Pour découvrir ce nouveau sanctuaire, il faut oublier les images de visites dans d’autres pagodes. Bâtisse en bois et lumière tamisée. Parquet foncé et forte odeur d’encens. Ici, la pagode est lumineuse et aérée. Dans l’air, flotte le parfum associé à ce type de lieu. Mais il est léger. Le rouge – symbole du bonheur et de la vitalité, apprend-on – et le doré sont les couleurs dominantes de ce lieu de culte. Et elles rappellent les vieilles pagodes de nos souvenirs. Les meubles, moulures et tableaux sont d’époque. Chaque objet exposé est porteur de symbole. Comme la chauve-souris à l’entrée. «C’est celui de la longévité», souligne Guy Fok. Dans chaque recoin, une merveille à découvrir. Un meuble laqué sculpté par un artiste chinois dans une seule pièce de bois. Un cendrier qui date de 1868. Les portes de l’ancienne pagode, retravaillées pour qu’elles puissent s’intégrer à la nouvelle...
Une petite brise s’engouffre à travers l’une d’elle. Et avec ce coup de vent vient, en sourdine, la symphonie de la rue.
Question de financement
Le bâtiment de dix étages a été financé grâce aux loyers des espaces commerciaux et au «lease» (sur 99 années) des 47 appartements. Ces espaces de vie n’ont pas été vendus, comme l’explique Guy Fok : «C’est une façon de ne pas dilapider le patrimoine des Fock.»
Les membres de la Societé Fock Diack (avec Guy Fok, au centre), heureux de la concrétisation de leur projet.
Pour la petite histoire…
Le patronyme Fok serait né en 1122 avant Jésus-Christ en Chine.

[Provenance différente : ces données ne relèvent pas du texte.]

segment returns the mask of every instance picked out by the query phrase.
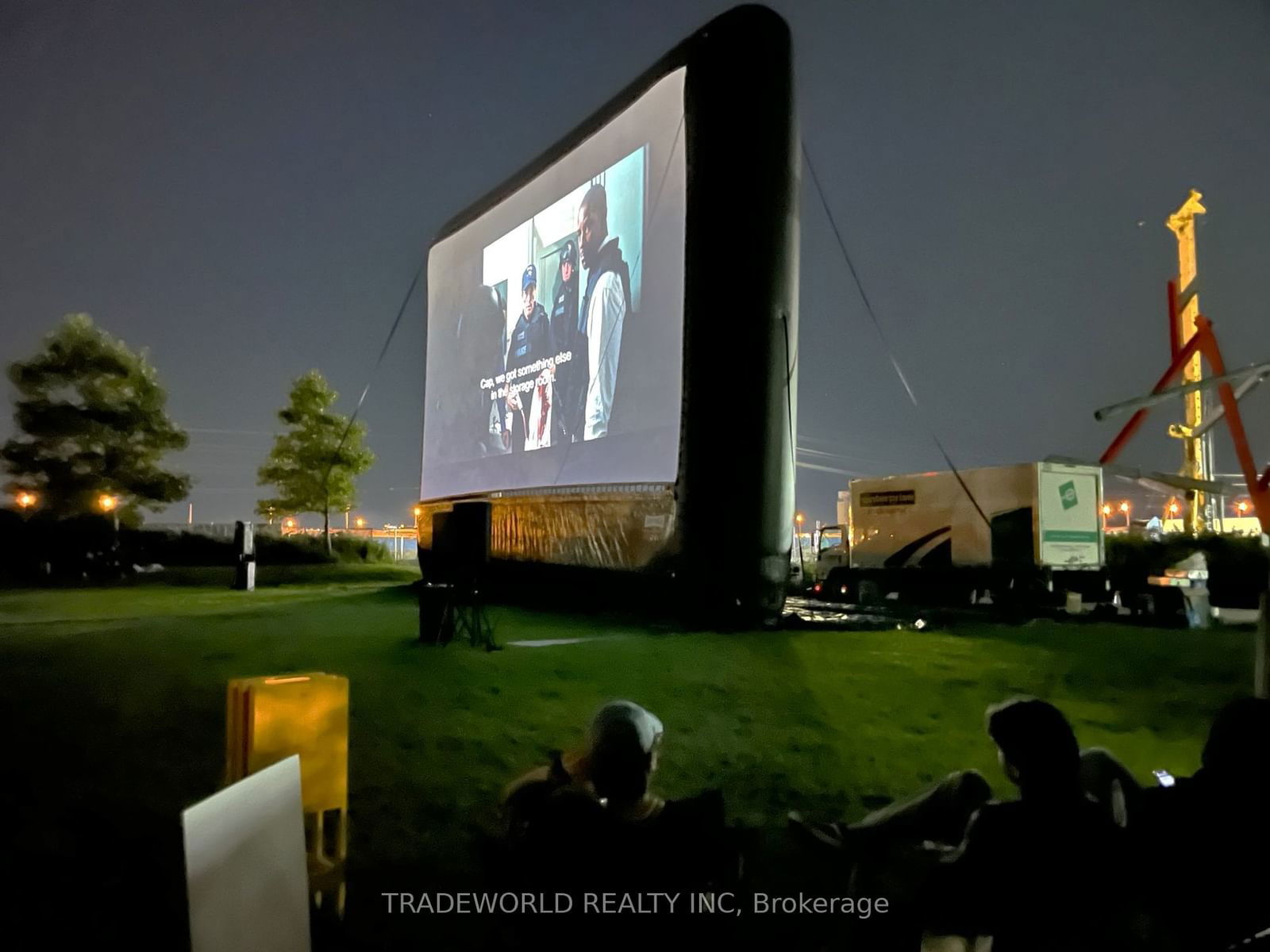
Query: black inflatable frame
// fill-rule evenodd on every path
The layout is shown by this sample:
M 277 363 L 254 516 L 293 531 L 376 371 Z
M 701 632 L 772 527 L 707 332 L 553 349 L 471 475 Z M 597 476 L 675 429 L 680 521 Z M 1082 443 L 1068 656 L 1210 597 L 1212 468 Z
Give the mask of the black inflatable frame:
M 655 574 L 673 580 L 677 604 L 747 623 L 781 612 L 794 531 L 799 152 L 785 20 L 757 5 L 715 18 L 436 240 L 512 195 L 679 67 L 683 406 L 674 555 Z M 541 578 L 541 566 L 523 569 Z

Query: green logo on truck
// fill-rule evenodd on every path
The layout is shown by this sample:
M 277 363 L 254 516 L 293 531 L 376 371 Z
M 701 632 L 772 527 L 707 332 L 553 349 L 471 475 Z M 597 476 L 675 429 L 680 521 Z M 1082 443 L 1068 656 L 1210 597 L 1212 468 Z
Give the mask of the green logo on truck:
M 1058 496 L 1063 500 L 1063 508 L 1071 509 L 1077 504 L 1076 499 L 1076 484 L 1068 480 L 1062 486 L 1058 487 Z

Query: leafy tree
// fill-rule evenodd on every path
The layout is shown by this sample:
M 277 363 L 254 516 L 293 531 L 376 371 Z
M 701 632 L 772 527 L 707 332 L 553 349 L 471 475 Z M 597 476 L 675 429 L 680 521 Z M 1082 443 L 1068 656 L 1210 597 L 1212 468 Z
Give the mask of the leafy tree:
M 36 493 L 53 517 L 93 512 L 109 494 L 128 522 L 189 494 L 189 476 L 159 465 L 189 438 L 166 414 L 147 353 L 130 350 L 89 315 L 66 315 L 43 350 L 9 366 L 9 380 L 20 435 L 0 448 L 14 477 L 8 491 Z
M 260 515 L 321 513 L 328 553 L 330 510 L 356 504 L 353 481 L 375 462 L 375 453 L 362 446 L 366 424 L 349 426 L 347 416 L 329 411 L 337 397 L 318 371 L 309 371 L 291 386 L 291 401 L 278 411 L 290 429 L 274 439 L 258 473 L 258 484 L 274 486 L 278 495 L 255 506 Z M 345 429 L 348 437 L 340 446 Z

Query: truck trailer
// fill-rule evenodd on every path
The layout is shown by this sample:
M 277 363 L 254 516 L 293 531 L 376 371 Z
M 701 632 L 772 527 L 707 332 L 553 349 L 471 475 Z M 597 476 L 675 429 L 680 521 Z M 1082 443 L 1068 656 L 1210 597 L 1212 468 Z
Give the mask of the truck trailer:
M 1102 471 L 1021 463 L 852 480 L 841 542 L 822 532 L 817 592 L 869 602 L 1036 599 L 1106 586 Z

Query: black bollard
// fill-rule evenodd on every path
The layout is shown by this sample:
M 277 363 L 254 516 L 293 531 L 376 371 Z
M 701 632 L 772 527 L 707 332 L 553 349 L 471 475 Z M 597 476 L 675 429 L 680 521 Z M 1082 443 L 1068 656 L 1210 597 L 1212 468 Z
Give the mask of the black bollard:
M 249 522 L 234 523 L 234 588 L 255 592 L 255 531 Z

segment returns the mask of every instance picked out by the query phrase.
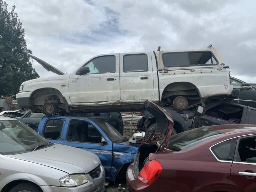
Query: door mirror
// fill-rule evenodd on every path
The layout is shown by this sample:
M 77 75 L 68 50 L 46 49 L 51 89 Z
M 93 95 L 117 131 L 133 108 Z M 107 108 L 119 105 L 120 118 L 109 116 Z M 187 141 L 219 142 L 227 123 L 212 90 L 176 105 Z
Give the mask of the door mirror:
M 200 114 L 202 114 L 204 112 L 204 108 L 202 106 L 198 106 L 198 107 L 197 108 L 197 112 Z
M 82 67 L 79 68 L 77 71 L 76 72 L 76 75 L 84 75 L 90 72 L 90 68 L 89 67 Z
M 107 145 L 108 144 L 106 141 L 101 141 L 100 143 L 101 146 L 103 146 L 104 145 Z
M 107 145 L 108 144 L 103 137 L 101 138 L 101 141 L 100 142 L 100 145 L 102 146 L 103 146 L 104 145 Z

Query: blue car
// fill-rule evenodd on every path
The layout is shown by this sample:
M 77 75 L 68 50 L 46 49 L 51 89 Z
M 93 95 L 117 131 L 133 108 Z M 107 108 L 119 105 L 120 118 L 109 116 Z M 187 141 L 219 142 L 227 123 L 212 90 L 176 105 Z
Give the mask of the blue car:
M 105 169 L 106 179 L 113 182 L 118 175 L 118 178 L 125 178 L 126 170 L 133 162 L 138 149 L 108 122 L 99 118 L 45 116 L 37 131 L 50 142 L 97 155 Z

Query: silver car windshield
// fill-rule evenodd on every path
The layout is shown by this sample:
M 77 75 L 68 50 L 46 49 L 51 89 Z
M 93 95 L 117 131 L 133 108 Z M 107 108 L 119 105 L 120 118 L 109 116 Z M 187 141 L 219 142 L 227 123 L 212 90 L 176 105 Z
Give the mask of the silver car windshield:
M 48 145 L 46 139 L 18 121 L 0 121 L 0 154 L 24 153 Z

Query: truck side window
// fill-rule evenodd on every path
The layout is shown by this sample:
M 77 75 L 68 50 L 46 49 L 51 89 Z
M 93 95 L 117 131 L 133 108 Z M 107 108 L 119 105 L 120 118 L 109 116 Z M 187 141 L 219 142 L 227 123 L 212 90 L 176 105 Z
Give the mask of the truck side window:
M 57 139 L 60 137 L 63 122 L 61 119 L 48 120 L 44 126 L 44 136 L 46 139 Z
M 249 124 L 256 124 L 256 111 L 253 109 L 250 110 L 250 120 Z
M 210 51 L 164 53 L 162 58 L 167 67 L 218 64 Z
M 116 57 L 114 55 L 100 56 L 93 59 L 84 65 L 90 68 L 88 74 L 115 73 Z
M 70 122 L 67 141 L 99 144 L 101 139 L 101 135 L 90 123 L 77 120 Z
M 146 54 L 124 56 L 124 72 L 140 72 L 148 71 L 148 57 Z

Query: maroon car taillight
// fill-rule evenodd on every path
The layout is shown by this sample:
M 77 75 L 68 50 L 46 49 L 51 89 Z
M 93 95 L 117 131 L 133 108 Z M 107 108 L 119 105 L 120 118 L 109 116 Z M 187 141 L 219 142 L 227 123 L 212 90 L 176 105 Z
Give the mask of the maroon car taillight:
M 137 180 L 145 185 L 152 184 L 159 177 L 163 167 L 156 160 L 150 161 L 142 168 L 137 177 Z

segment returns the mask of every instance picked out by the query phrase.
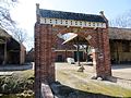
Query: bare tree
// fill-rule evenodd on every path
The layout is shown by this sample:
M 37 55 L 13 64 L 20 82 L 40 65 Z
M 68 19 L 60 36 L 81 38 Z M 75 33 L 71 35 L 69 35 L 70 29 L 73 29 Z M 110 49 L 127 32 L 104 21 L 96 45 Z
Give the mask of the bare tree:
M 12 36 L 20 42 L 23 44 L 27 40 L 27 33 L 23 28 L 15 28 L 15 30 L 12 33 Z
M 5 29 L 13 28 L 15 22 L 11 19 L 10 9 L 17 0 L 0 0 L 0 27 Z
M 110 21 L 111 27 L 131 27 L 131 10 Z

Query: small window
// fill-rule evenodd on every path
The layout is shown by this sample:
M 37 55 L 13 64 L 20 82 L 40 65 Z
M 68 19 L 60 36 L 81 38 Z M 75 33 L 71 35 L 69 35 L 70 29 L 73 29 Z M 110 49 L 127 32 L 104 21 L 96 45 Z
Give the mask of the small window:
M 62 20 L 61 20 L 61 24 L 62 24 Z
M 84 22 L 85 23 L 85 26 L 86 26 L 86 22 Z
M 68 24 L 68 21 L 66 21 L 66 24 Z
M 72 25 L 72 21 L 71 21 L 71 25 Z
M 57 24 L 57 20 L 56 20 L 56 24 Z
M 50 20 L 50 23 L 52 23 L 52 20 Z
M 91 26 L 91 22 L 88 23 L 88 26 Z
M 97 26 L 99 26 L 99 23 L 97 23 Z
M 46 23 L 46 19 L 45 19 L 45 23 Z
M 82 25 L 82 22 L 80 22 L 80 25 Z
M 122 41 L 122 51 L 130 52 L 130 41 L 128 40 Z
M 78 22 L 75 22 L 75 25 L 78 25 Z

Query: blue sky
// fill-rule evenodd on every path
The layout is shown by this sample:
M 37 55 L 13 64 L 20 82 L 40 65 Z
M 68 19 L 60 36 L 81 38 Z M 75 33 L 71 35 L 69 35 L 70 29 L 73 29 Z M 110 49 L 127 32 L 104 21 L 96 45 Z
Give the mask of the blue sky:
M 12 17 L 17 21 L 20 27 L 34 35 L 35 3 L 41 9 L 69 11 L 87 14 L 99 14 L 104 11 L 108 20 L 127 13 L 131 10 L 131 0 L 19 0 L 19 4 L 12 9 Z

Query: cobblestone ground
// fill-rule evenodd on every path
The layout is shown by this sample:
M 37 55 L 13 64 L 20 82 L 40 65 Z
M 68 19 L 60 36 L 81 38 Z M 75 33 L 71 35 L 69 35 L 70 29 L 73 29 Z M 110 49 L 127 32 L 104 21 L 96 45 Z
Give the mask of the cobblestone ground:
M 79 89 L 75 93 L 79 93 L 78 95 L 81 96 L 81 97 L 67 97 L 67 98 L 114 98 L 114 97 L 130 98 L 131 97 L 130 95 L 131 89 L 130 88 L 128 89 L 126 86 L 123 87 L 123 86 L 120 86 L 119 84 L 116 84 L 114 82 L 108 82 L 108 81 L 91 79 L 91 77 L 94 76 L 93 65 L 86 65 L 86 63 L 82 63 L 82 64 L 84 65 L 84 69 L 85 69 L 84 73 L 78 72 L 80 66 L 75 64 L 56 63 L 57 81 L 60 82 L 62 85 L 66 85 L 73 89 Z M 127 79 L 127 77 L 130 76 L 130 71 L 127 71 L 126 68 L 123 69 L 126 71 L 123 71 L 122 69 L 123 69 L 122 65 L 112 66 L 112 74 L 114 76 L 117 76 L 117 77 L 119 76 L 121 78 L 124 77 Z M 122 74 L 124 72 L 126 74 Z M 60 89 L 59 94 L 61 94 L 62 89 Z M 66 90 L 63 91 L 67 93 Z M 92 95 L 95 95 L 95 96 L 93 97 Z
M 93 65 L 87 65 L 85 62 L 82 62 L 84 65 L 84 72 L 88 73 L 91 75 L 94 75 L 94 69 Z M 56 69 L 57 70 L 63 70 L 63 69 L 69 69 L 69 70 L 78 70 L 80 66 L 75 64 L 69 64 L 69 63 L 56 63 Z M 112 65 L 111 66 L 112 71 L 112 76 L 123 78 L 123 79 L 130 79 L 131 81 L 131 65 Z

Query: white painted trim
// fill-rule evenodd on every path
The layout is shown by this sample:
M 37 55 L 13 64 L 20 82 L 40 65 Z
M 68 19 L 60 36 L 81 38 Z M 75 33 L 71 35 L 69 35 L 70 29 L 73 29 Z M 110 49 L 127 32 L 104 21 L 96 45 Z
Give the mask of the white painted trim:
M 106 28 L 106 23 L 100 23 L 100 22 L 87 22 L 87 21 L 62 20 L 62 19 L 47 19 L 47 17 L 40 17 L 40 24 L 64 25 L 68 27 L 78 26 L 78 27 Z

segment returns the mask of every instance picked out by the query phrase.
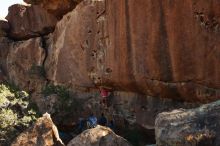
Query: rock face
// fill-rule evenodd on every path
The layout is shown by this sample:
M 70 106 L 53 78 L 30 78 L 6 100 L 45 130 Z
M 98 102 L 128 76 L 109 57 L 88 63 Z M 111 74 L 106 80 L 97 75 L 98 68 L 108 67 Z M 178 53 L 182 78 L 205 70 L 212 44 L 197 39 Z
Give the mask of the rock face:
M 116 135 L 109 128 L 97 126 L 84 131 L 67 146 L 131 146 L 124 138 Z
M 38 90 L 39 86 L 45 82 L 44 59 L 45 50 L 42 47 L 42 38 L 11 43 L 7 55 L 9 80 L 27 91 Z
M 156 119 L 157 146 L 219 146 L 220 101 L 191 110 L 174 110 Z
M 71 11 L 82 0 L 24 0 L 28 4 L 39 5 L 58 19 Z
M 64 146 L 50 115 L 39 118 L 35 125 L 21 133 L 11 146 Z
M 8 31 L 9 31 L 8 22 L 5 20 L 0 20 L 0 37 L 7 36 Z
M 29 39 L 53 32 L 57 19 L 40 6 L 15 4 L 9 7 L 6 17 L 10 25 L 9 37 Z
M 219 99 L 219 6 L 202 0 L 83 1 L 56 26 L 48 78 L 193 102 Z
M 10 41 L 8 38 L 0 37 L 0 68 L 3 73 L 7 73 L 7 55 L 9 52 Z

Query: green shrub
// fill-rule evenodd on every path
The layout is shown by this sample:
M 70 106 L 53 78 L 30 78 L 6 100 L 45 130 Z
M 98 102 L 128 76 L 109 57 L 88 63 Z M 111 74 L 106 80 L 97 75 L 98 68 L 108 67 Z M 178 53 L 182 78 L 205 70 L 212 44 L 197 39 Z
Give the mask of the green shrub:
M 0 84 L 0 145 L 8 146 L 13 139 L 37 119 L 29 105 L 28 93 L 10 84 Z M 7 106 L 5 103 L 7 103 Z

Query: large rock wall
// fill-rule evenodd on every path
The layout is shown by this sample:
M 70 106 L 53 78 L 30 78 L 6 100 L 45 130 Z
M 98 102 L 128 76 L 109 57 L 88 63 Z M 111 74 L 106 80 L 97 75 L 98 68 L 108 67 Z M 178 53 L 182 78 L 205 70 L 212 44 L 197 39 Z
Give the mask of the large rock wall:
M 83 1 L 56 26 L 47 77 L 156 97 L 219 98 L 219 2 Z

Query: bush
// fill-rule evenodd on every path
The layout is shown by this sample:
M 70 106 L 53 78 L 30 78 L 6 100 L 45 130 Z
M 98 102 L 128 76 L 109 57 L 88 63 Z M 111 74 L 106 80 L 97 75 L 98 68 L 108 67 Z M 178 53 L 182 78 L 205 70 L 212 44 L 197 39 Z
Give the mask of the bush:
M 0 145 L 8 146 L 37 119 L 28 94 L 10 84 L 0 84 Z

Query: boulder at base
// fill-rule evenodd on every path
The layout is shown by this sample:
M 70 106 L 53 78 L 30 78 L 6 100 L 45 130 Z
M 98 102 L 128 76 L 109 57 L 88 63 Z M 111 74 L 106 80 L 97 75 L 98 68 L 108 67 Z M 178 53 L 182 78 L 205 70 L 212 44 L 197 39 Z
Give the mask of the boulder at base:
M 35 125 L 21 133 L 11 146 L 64 146 L 49 114 L 44 114 Z
M 98 125 L 75 137 L 67 146 L 131 146 L 131 144 L 109 128 Z
M 220 100 L 157 116 L 157 146 L 220 146 Z

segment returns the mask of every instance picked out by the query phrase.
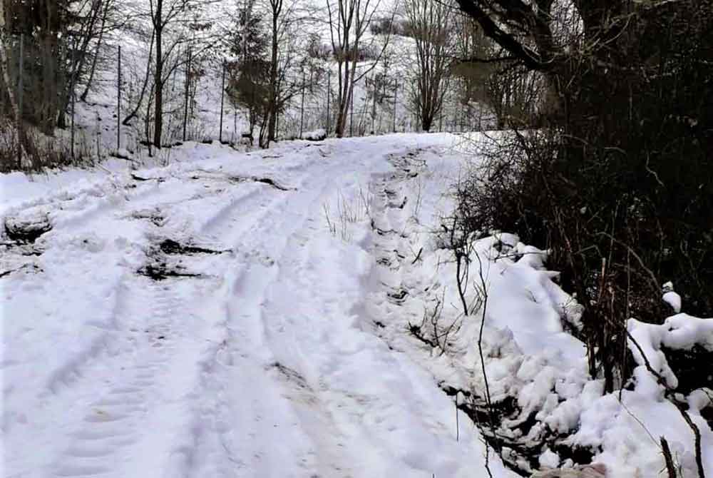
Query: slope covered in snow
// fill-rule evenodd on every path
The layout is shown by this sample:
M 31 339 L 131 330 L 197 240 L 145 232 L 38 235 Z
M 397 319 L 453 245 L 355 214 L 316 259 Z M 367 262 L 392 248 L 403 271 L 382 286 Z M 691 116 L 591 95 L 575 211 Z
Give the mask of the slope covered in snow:
M 448 397 L 364 307 L 372 185 L 451 141 L 189 143 L 168 168 L 16 187 L 4 220 L 51 229 L 4 238 L 4 475 L 482 469 L 478 434 L 456 440 Z
M 167 167 L 0 176 L 4 476 L 504 478 L 591 461 L 587 476 L 653 478 L 664 436 L 695 477 L 682 413 L 713 474 L 710 390 L 677 410 L 662 351 L 713 349 L 711 320 L 630 321 L 654 371 L 632 350 L 635 380 L 604 394 L 547 251 L 468 241 L 461 297 L 459 141 L 189 142 Z M 486 389 L 502 460 L 475 423 Z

Selon une histoire connue par tous les membres de cette grande famille, le roi Zhou Wu Wang aurait donné à son jeune frère, Shu Chu, le fief de Kok qui se situe dans la province de Shanxi. À partir de cet instant, Shu Chu et ses descendants ont adopté le surnom Fok (cantonnais) ou Huo (Pinyin). Les membres de la Société de Secours Mutuel Fock Diack ne savent pas exactement quand le premier Fok est arrivé à Maurice. Mais c’est en 1884 que la société est créée par les pères fondateurs Ahon, Khack Chong, Hang Thim, Foc Thow et Foc Leng. En 1890, le terrain où l’Ollier Plaza est situé est acheté pour la somme de Rs 8 500. Guy Fok, le président de cette association, explique comment chaque grande famille Chinoise a sa propre pagode : «Il y a eu une première pagode, la Kwan Tee, qui réunissait tous les chinois – les Cantonnais, les Hakka et les Hokkien – arrivés à Maurice. Ensuite, chaque clan a lancé son association et sa pagode.»